Let’s talk about the character you play in the new “Spike Lee joint.”

His name is T. K. Hazelton. He’s a musician, but he also happens to be the only taxi driver in the Red Hook housing projects in Brooklyn. My cab service serves the characters in the film, and we talk a lot about what’s happening in the community and stuff while driving around. In particular, I’m the main character’s confidante.

Are there any specific things you did to prepare for being a New York cab driver?

Well, I actually had to learn to drive. I knew how to do it, but I never drove in New Orleans, so I didn’t have a license. Actually, maybe I shouldn’t say this, but we shot the whole film without me having one. That’s illegal, I know. 

Were you ever on sound stages?

No, always in the street. To tell you the truth, though, I felt more pressure from the cameras. The camera on the front seat of the car is right in your face. There was one on the back seat, too.

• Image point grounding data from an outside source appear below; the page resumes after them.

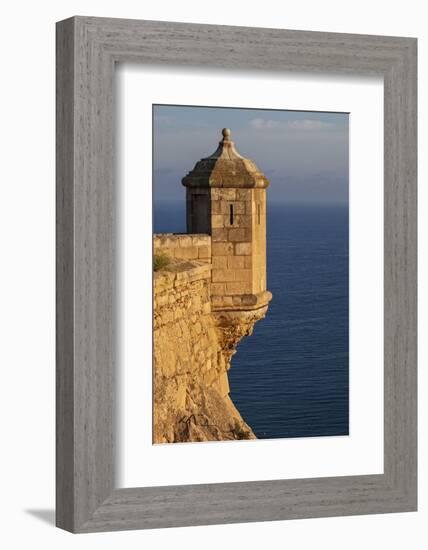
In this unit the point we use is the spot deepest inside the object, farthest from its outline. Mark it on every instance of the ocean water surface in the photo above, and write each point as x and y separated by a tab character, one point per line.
290	378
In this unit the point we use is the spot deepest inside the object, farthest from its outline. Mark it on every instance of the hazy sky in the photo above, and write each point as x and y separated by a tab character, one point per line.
303	154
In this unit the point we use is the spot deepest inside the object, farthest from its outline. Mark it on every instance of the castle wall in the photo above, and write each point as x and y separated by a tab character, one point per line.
191	358
183	246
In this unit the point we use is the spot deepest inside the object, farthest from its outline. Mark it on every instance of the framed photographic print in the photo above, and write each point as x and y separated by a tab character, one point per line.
236	274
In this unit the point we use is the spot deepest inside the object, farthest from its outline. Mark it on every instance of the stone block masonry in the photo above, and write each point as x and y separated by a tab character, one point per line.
191	359
183	247
209	298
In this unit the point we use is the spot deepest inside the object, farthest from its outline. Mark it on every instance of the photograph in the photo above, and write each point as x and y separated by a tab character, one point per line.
250	273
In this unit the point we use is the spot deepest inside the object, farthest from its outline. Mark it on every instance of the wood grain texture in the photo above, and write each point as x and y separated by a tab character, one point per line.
87	49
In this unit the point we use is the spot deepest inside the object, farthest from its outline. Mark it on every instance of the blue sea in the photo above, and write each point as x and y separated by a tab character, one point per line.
291	377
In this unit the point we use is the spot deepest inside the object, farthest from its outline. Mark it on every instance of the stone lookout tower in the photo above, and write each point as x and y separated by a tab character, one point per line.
226	198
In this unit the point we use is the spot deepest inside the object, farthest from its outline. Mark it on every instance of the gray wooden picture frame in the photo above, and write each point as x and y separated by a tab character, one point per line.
87	50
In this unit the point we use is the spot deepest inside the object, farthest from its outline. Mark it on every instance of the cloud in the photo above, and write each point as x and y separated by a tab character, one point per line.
303	125
163	119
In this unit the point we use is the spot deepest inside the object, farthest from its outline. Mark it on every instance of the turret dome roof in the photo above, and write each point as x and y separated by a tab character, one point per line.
225	168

That’s a little different than the work on Treme.

Absolutely, though both characters are jazz musicians. It’s funny, though, when preparing for Red Hook Summer, I talked to many cab drivers, and what I found is that each one tries to have kind of a signature, a specific way they dress or something. I thought of that like how we try to have our own sound in jazz.

How did Treme come about?

Well, I was just trying to figure out a way to get my music featured on the show, and the producers asked me to read and screen-test for it. I was expecting maybe just a cameo or something, but then they asked me to do this recurring role. The lead character, Antoine Batiste [played by Group 14 alum Wendell Pierce], is based on one of my [extended] family members. In the show, I’m one of the musicians that another lead character plays with when he comes to New York. That’s another funny thing, because when I got the role I got really excited because I thought I’d be going home to New Orleans. I did some shooting there eventually, but my first scenes were shot in New York at Dizzy’s Club Coca-Cola. 

At Juilliard, did you do any acting?

No, but quite a few actors were my buddies. I hung tight with a lot of them.

What have you learned from Spike Lee?

Diligence and focus. He knows how to see things through. It’s like he sees things and files them and comes back to them. I first came on his radar because the Stay Human Band plays the Harlem Little League opening ceremony every year; his son is in the league. I think he’d probably seen me play with Wynton Marsalis, too. All this was over about a four-year period, but he finally made the call. I had to get ready.